Twelve Seconds.

Sad Suspense Speculative

Written in response to: "Leave your story’s ending unresolved or open to interpretation." as part of Flip the Script with Kate McKean.

The voicemail was only 12 seconds long. That was it. Years of my life collapsed into twelve seconds, compressed until it barely fit inside a glowing rectangle I kept charging like it was something alive. My phone warned me that my storage space was low. It suggested I delete something. Old photos. Unused apps. Large files. It did not know it was asking me to erase the last proof that love had ever spoken my name.

I stared at the notification for a long time. My thumb hovered, shaking, as if the phone might feel my hesitation and spare me. Spare me the impossible task it's asking of me. I remember thinking how strange it was that grief could be measured in megabytes. How cruelly efficient technology is. How little physical space a whole person actually takes when they’re gone. But no one warns you about how heavy it makes your heart.

I never did.

The voicemail sat there like a sealed room I kept reopening, even though every time I walked in, I left bleeding. I told myself I was preserving it for the future—for when memory failed me, for when time tried to sand the edges off his voice. That was the lie I told others. The truth was simpler and worse: I was afraid that if I deleted it, he would disappear for real.

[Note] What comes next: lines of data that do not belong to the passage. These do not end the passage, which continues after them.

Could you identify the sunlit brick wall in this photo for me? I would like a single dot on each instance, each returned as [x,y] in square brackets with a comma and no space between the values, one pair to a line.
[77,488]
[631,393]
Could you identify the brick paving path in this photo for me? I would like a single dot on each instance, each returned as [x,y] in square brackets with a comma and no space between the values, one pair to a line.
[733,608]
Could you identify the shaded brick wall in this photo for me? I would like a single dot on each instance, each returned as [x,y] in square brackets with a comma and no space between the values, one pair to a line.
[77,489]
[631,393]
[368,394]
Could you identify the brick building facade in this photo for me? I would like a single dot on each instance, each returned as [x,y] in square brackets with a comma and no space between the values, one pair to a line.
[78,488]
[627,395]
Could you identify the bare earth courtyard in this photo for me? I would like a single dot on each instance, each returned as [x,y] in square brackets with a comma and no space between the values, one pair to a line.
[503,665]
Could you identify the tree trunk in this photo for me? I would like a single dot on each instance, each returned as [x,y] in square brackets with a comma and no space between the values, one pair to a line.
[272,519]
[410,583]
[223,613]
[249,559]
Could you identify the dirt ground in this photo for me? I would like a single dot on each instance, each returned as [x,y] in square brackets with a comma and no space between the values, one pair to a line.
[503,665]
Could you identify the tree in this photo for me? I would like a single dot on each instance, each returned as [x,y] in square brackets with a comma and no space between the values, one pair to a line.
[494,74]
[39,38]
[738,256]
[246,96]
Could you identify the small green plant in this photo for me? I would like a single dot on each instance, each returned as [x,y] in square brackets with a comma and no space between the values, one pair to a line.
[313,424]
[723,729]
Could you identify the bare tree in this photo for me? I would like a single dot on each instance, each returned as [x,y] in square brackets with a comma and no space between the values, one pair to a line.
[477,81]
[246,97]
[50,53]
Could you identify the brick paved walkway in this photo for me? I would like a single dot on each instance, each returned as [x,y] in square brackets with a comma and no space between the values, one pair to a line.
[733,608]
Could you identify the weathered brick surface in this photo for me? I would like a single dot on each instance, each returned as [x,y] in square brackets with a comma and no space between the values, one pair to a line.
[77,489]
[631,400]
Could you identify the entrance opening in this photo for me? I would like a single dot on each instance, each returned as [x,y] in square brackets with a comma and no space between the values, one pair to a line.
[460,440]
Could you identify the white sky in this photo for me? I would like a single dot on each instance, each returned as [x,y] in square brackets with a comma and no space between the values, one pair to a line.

Before everything ended, my life was loud. Not the good kind of loud—just busy. Sticky notes on the fridge. Shoes by the door. Half-finished conversations that always ended with “later.” I used to think later was guaranteed. I built my days around it. Later dinner. Later calls. Later hugs. Later apologies.

I didn’t know later had an expiration date.

I remember the last morning clearly, even though my brain has tried to soften it for me. The light through the window was pale and ordinary. He was sitting at the table, swinging his legs because they didn’t reach the floor yet, humming something tuneless while he picked at his cereal. He asked me if monsters were real. I laughed and told him no, because that’s what mothers do. We lie so our children can feel safe.

I didn’t know fear could be so patient. That it could wait quietly, out of sight, and then leave a message.

The voicemail came hours later. I didn’t answer the call when it rang. I was in a meeting. I remember thinking, I’ll call back in a minute. I even silenced the phone so it wouldn’t interrupt. The irony of that sits in my chest like a stone. Silence, chosen so casually.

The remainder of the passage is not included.